Additional service offerings include:
Security Program Design
Standard Operating Procedures
Emergency Response Plans
Electronic Security System Design and Procurement
ASIS General Security Risk Assessment Guideline
The ASIS General Security Risk Assessment Guideline is the security industry standard methodology for conducting threat and risk assessments of physical assets. As shown in the excerpt below, the guideline prescribes a step-by-step methodology that begins with identifying the assets to be evaluated and progresses toward making defensible recommendations to address vulnerabilities and mitigate risk. Recommendations to invest in security program elements are always considered in the context asset criticality, the severity of risk, and the net benefit of the investment. In the simplest terms, we would never recommend spending a thousand dollars to protect something worth ten dollars unless it’s going to be stolen ten thousand times. That may seem like an oversimplification but that is how asset protection decisions should be made if they’re to be defensible.
Most of the Risk Assessments we conduct are based on the ASIS Methodology
Security Program Goals
Best practice for protective security programs requires that they be deigned to "Protect-in-Depth" via four fundamental objectives. Those include Deter, Detect, Delay, and Disrupt sources of threat. Each of the recommendations made in this report are intended to achieve one or more of these objectives.

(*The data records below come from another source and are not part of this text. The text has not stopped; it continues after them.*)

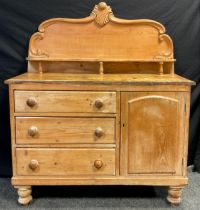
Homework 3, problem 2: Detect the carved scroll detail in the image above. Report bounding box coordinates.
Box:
[29,32,49,58]
[155,34,173,60]
[91,2,113,27]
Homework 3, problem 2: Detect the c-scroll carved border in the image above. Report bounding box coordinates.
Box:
[28,2,173,61]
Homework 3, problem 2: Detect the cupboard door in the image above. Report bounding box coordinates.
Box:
[121,92,185,175]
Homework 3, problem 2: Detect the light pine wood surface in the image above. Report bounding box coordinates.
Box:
[5,2,195,205]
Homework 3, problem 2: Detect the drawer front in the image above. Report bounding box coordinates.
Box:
[16,117,115,144]
[14,91,116,113]
[16,148,115,176]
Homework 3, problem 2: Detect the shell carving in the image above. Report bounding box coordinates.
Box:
[92,2,113,26]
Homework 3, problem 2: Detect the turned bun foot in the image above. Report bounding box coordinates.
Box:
[18,186,33,205]
[167,186,183,206]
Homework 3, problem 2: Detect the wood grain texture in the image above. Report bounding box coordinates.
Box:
[15,91,116,113]
[16,148,115,176]
[122,92,185,175]
[16,117,115,144]
[5,2,195,205]
[12,175,188,186]
[28,3,173,65]
[6,73,195,85]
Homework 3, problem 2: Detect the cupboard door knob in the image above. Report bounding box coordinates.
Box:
[95,99,103,109]
[94,127,103,138]
[94,160,103,169]
[28,126,38,137]
[26,97,37,108]
[28,160,39,171]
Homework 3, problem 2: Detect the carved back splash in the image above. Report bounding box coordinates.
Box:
[28,2,174,73]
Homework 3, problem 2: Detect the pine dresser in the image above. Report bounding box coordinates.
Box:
[6,2,194,205]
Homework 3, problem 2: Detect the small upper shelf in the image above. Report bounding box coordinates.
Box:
[27,2,175,74]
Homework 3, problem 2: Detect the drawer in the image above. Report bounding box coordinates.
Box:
[14,91,116,113]
[16,148,115,176]
[16,117,115,144]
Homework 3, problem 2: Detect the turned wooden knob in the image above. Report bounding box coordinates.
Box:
[94,127,103,138]
[28,126,38,137]
[28,160,39,171]
[94,160,103,169]
[95,99,103,109]
[98,2,107,10]
[26,97,37,108]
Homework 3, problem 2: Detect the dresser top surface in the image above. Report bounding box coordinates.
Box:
[6,73,195,85]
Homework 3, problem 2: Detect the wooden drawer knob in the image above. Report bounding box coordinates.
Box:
[28,160,39,171]
[94,160,103,169]
[26,97,37,108]
[95,99,103,109]
[28,126,38,137]
[94,127,103,138]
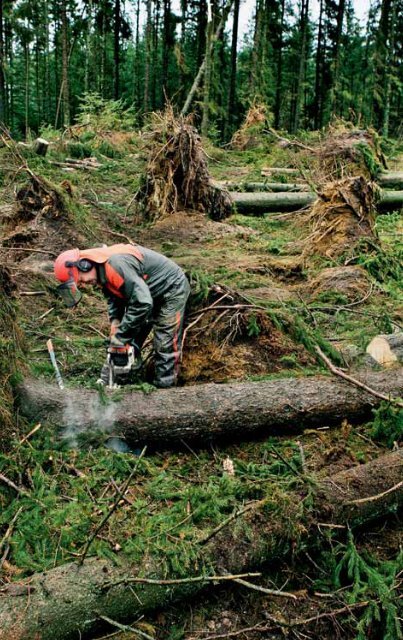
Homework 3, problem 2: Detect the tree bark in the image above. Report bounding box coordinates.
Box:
[331,0,345,116]
[216,181,311,193]
[0,2,6,123]
[230,190,403,215]
[60,2,70,128]
[291,0,309,133]
[143,0,152,113]
[113,0,121,100]
[366,332,403,366]
[226,0,240,139]
[0,450,403,640]
[19,368,403,446]
[223,170,403,192]
[181,0,233,116]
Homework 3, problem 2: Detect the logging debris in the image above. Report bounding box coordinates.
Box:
[301,265,371,304]
[136,107,232,222]
[230,104,268,151]
[297,176,378,258]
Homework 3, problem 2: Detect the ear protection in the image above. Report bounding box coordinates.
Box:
[66,258,94,273]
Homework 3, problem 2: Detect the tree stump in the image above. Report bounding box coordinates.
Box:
[367,333,403,367]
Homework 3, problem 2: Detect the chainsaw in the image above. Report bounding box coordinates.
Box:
[97,345,136,389]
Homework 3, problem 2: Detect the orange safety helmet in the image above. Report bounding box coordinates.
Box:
[54,249,94,307]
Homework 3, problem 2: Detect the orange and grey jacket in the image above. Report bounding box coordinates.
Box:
[80,244,186,343]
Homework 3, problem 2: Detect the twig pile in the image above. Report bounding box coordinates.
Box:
[302,176,377,257]
[0,264,21,449]
[230,104,267,151]
[316,123,386,180]
[137,107,232,221]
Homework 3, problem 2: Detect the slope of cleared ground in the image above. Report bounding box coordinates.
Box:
[0,126,403,640]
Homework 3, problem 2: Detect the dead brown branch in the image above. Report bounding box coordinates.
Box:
[315,345,403,409]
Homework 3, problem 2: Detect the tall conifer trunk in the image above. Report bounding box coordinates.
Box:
[332,0,345,115]
[201,0,214,137]
[314,0,325,129]
[113,0,121,100]
[24,39,30,138]
[227,0,240,137]
[373,0,393,129]
[143,0,152,113]
[291,0,309,133]
[162,0,171,102]
[178,0,188,103]
[60,1,70,127]
[274,0,285,129]
[0,2,6,123]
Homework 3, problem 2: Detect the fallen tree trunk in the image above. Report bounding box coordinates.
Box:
[230,190,403,216]
[0,450,403,640]
[217,182,311,193]
[19,368,403,446]
[230,191,317,215]
[224,171,403,193]
[366,332,403,366]
[376,171,403,189]
[260,167,403,189]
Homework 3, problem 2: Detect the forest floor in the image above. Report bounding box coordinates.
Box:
[0,126,403,640]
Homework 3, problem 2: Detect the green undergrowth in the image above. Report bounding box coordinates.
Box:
[315,531,403,640]
[0,265,23,442]
[371,402,403,447]
[0,436,314,577]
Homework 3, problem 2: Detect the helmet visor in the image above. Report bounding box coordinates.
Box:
[57,278,83,308]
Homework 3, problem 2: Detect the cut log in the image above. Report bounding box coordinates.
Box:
[19,368,403,446]
[0,450,403,640]
[230,190,403,216]
[376,171,403,189]
[367,333,403,367]
[257,167,403,191]
[230,191,317,216]
[224,171,403,193]
[32,138,49,156]
[217,182,311,193]
[260,167,301,176]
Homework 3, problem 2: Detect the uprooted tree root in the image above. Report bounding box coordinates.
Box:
[181,285,314,384]
[137,108,232,221]
[230,104,267,151]
[297,176,377,258]
[317,122,386,180]
[269,120,387,187]
[0,264,22,449]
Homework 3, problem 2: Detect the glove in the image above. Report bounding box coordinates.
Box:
[109,334,130,351]
[109,318,120,337]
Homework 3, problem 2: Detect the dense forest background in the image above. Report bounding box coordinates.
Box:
[0,0,403,142]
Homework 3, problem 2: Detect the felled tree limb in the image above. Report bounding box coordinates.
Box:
[19,368,403,446]
[0,450,403,640]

Deterrence is achieved by implementing measures that are perceived by potential adversaries as undesirable to attempt to defeat (cost, time, difficulty, exposure, etc.). Deterrence can be very helpful in discouraging attacks by casual adversaries who may be displaced onto a less protected target.
Detection of an adversary is essential. Early detection at the site perimeter increases the available response time following a detection. Adversary paths (typical routes taken by the adversary to reach an asset) should be anticipated, and detection elements deployed along that path with specific consideration given to how the chosen countermeasure works in relation to the direction of movement.
Delay provides time for detection to take place. The delay should be sufficient not only to allow for assessment, but also to hold back the adversary at the point of detection until the intervention of a response. Some adversarial actions favour one type of attack over another or may use a combination of approaches. More commonly, stealth may be the primary tactic employed by the adversary until he or she is detected, at which point the tactic may change to force to minimise the chances of disruption. The protective security program should be designed to address this.
Disrupt is a term that can take on several meanings. The nature and extent of incident response will depend on the capabilities of an asset’s caretaker. There are also serious safety considerations when incorporating response into a security program. For the most part, security guards are professional witnesses who are not expected to intervene in an incident in the same way that a Police Officer might. An attentive Security Guard can intervene to disrupt an incident safely, when given the proper training. That training should emphasize the importance of calling Police when appropriate.